Storage research increasingly gains importance based on the tremendous need for storage capacity and I/O performance. Over the past years, several trends have considerably changed the design of storage systems, starting from new storage media over the widespread use of storage area networks, up to grid and cloud storage concepts. Furthermore, to achieve cost efficiency, storage systems are increasingly assembled from commodity components. Thus, we are in the middle of an evolution towards a new storage architecture made of many decentralized commodity components with increased processing and communication capabilities, which requires the introduction of new concepts to benefit from the resulting architectural opportunities.

The Marie Curie Initial Training Network (MCITN) ”SCALing by means of Ubiquitous Storage (SCALUS)” aimed at elevating education, research, and development inside this exciting area with a focus on cluster, grid, and cloud storage. The vision of this MCITN has been to deliver the foundation for ubiquitous storage systems, which can be scaled in arbitrary directions like capacity, performance, distance, and security. Providing this ubiquitous storage became a major demand for today’s IT systems and leadership in this area can have a significant impact on European competitiveness in IT technology.

To get this leadership, it is necessary to invest into storage education and research and to bridge the current gap between local storage, cluster storage, grid storage, and cloud storage. The consortium proceeded into the direction by having built the first interdisciplinary teaching and research network on storage issues. SCALUS consisted of top European institutes and companies in storage and cluster technology, building a demanding but rewarding interdisciplinary environment for young researchers.

The research within this MCITN aimed at shaping the evolution to active, scalable, reliable, and grid-enabled storage systems. Storage systems based on these properties will be able to scale from small, local storage devices over cluster storage, up to globally distributed storage and will be based on unified concepts for these different complexity levels. An example is the development of a local file system for Facebook-like demands. The underlying concepts have taken into account that this file system could be scaled to HPC and Cloud storage systems based on a single architecture. This MCITN therefore blurred the boundaries between the different complexity levels to enable remotely collaborating storage that behaves as similarly to local storage as possible.

This gap between the different complexity levels has been efficiently bridged by a joint effort of researchers from theoretical computer science, informatics, and electrical engineering, collaborating with experts from industry at different levels of abstraction. An example is the transfer of the theory of hypergraphs to Cloud computing, which led to an algorithm, which is able to calculate the optimal data placement in data clouds.

Storage technology has become a complex scientific research area that can only be pushed forward by a close interdisciplinary cooperation. The consortium of this MCITN consisted of experts for algorithm development and analysis, autonomic management of storage environments, the development of storage protocols, including file systems and object-level protocols, and the design of storage architectures as well as hardware for storage systems. The program of this MCITN proposal did not include aspects of the development of storage media, but of course included usage of latest developments in hard disk technology, like Flash RAM-based disks, e.g. by providing and implementing new overwrite-compatible algorithms, which help to increase the lifetime of SSDs for database-like applications.

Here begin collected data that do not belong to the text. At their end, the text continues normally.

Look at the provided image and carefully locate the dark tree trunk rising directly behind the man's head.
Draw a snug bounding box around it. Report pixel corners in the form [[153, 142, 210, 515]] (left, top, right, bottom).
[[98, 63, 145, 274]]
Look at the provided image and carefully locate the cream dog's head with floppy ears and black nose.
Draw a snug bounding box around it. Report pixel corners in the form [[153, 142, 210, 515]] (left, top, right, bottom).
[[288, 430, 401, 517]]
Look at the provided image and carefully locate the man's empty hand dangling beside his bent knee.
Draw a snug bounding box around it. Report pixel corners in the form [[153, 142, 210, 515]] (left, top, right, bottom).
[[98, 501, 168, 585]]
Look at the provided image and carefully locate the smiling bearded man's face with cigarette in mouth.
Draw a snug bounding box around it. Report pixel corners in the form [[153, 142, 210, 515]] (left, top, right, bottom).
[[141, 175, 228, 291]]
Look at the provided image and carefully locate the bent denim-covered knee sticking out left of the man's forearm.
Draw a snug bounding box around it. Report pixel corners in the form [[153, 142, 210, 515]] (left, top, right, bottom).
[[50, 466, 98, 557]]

The close interdisciplinary cooperation is reflected in our research methodology, which has been based on the concept of Algorithm Engineering. Algorithm Engineering is an iterative cyclic process consisting of design, analysis, implementation, and experimental evaluation of algorithms. Realistic models for computers and applications, as well as algorithm libraries and collections of real input data allow a close coupling to the applications, e.g. having been performed for MapReduce environments.

From our ESR students’ perspective, SCALUS offered a bright perspective for their future. The experiences taught in SCALUS are very rarely found, but nevertheless very important in Europe and we have already been able to see a competition for them after graduation.

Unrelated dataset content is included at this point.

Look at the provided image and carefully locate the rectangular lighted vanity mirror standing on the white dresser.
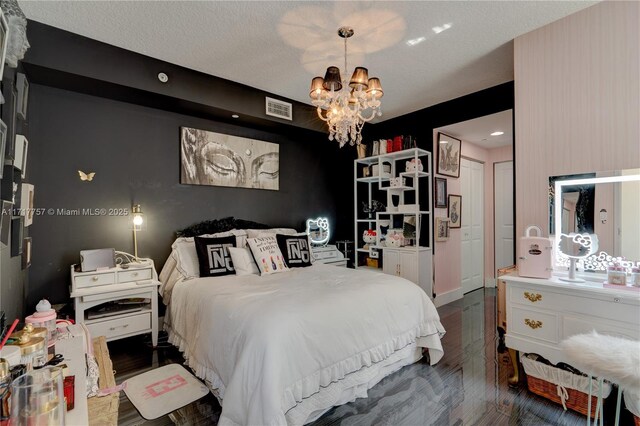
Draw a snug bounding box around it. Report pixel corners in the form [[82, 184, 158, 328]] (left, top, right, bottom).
[[549, 169, 640, 272]]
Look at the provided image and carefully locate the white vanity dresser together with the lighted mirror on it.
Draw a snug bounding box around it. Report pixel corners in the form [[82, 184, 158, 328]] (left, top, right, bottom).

The results of SCALUS and their potential impact have to be measured based on the importance of storage research and the application of its results for the European industry. The members and partners of the SCALUS network successfully increased their visibility on a worldwide level, with publications in the top storage conferences and journals as well as organizers of cluster, cloud, and storage conferences.

Technological leadership inside the field of ubiquitous storage environments as addressed inside SCALUS has a major impact on the competitiveness of European IT industry and in European storage research. SCALUS members founded the exascale IO initiative E10, having built up a European community around results from SCALUS. A visible influence on European IT competitiveness can become a reality in a very short period of time inside the innovative field of storage technology, where research ideas have often turned out to become commercially successful in the past. Examples are the introduction of RAID technology in 1987, over network attached storage and storage area network technology, up to the introduction of storage management and storage virtualization technologies, which all have become multi-billion Euro business inside a time-span of very few years.